Former prime minister Gordon Brown will play a "lead role" in a project to improve safety in Nigerian schools set up after the kidnapping of more than 200 schoolgirls.
Mr Brown, now a UN special envoy for education, was invited by president Goodluck Jonathan to work with Nigerian officials on the scheme which has over £12 million of funding from Britain.
The initiative will start with 500 pilot schools in northern states plagued by militant Islamists Boko Haram, before expanding more widely to include rapid response plans following attacks as well as other saftey measures.
Mr Brown said the scheme could be up and running within weeks and stressed international support would be available.
The former Labour leader said: "We must ensure that schools are safe for young people to learn and thrive.
"No child should go to school without knowing that their schools, communities, teachers, parents and religious leaders are doing all they can to ensure their protection.
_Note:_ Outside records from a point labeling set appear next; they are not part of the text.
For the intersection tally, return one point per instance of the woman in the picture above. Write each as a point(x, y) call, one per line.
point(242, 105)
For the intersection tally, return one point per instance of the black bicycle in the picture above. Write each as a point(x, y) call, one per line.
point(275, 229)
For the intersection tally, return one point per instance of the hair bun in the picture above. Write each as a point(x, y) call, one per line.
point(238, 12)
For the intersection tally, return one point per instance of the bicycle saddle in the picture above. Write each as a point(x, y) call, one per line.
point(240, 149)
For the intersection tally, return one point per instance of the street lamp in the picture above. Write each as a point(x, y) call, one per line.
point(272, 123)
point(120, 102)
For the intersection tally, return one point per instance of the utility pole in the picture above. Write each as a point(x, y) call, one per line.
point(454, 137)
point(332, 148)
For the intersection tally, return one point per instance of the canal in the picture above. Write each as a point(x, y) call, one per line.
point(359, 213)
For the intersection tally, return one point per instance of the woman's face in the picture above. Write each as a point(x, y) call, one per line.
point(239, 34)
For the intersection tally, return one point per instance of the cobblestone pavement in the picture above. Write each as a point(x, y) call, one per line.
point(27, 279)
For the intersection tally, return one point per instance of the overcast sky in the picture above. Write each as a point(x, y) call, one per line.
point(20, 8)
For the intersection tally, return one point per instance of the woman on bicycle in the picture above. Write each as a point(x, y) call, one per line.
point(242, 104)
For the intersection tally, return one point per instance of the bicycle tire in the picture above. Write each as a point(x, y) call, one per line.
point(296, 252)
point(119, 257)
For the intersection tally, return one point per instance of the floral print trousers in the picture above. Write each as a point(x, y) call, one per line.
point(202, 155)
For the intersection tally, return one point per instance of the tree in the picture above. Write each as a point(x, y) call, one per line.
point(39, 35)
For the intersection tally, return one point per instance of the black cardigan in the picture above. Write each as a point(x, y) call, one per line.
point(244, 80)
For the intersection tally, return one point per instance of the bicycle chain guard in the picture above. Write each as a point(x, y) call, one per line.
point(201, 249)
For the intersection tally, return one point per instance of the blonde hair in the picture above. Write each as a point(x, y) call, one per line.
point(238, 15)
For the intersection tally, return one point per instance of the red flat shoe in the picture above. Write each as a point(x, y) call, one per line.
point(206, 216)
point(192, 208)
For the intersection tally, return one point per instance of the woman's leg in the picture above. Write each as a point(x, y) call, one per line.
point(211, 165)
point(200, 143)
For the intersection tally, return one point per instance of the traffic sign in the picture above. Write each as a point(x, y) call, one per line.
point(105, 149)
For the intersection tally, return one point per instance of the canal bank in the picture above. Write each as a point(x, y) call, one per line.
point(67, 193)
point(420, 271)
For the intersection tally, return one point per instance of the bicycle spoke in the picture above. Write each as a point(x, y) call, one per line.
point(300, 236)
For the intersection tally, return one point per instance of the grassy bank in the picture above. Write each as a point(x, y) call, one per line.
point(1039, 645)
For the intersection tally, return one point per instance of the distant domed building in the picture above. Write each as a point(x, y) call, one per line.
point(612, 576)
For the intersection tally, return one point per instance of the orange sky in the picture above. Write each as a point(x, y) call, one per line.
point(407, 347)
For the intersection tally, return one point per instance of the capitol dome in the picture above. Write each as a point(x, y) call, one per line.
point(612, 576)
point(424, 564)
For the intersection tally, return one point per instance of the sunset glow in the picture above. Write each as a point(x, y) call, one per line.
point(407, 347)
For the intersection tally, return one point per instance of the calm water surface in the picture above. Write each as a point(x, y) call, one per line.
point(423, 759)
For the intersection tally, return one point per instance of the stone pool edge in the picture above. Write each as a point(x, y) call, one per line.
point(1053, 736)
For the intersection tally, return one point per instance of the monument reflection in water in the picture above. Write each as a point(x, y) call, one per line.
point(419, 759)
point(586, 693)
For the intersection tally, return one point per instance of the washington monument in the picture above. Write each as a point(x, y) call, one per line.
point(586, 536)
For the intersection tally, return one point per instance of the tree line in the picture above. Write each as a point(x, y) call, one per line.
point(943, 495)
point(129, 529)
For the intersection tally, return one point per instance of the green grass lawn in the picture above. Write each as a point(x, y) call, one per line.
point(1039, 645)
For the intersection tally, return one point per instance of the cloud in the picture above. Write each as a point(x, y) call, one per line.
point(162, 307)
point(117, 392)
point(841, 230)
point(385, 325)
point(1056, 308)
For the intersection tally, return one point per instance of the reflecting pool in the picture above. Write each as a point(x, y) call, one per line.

And parents must know that we are doing all we can to make schools safe.
"None of us can stand by and endlessly witness schools being shut down, girls cut off from their education, and parents in fear of their daughters' lives. The education system that has the potential to transform Nigeria cannot be undermined by threats of violence."
A UK aircraft that was set to join US planes attempting to locate the girls, who were seized from a school dormitory in the north east of Nigeria on April 15, was delayed yesterday due to a technical problem.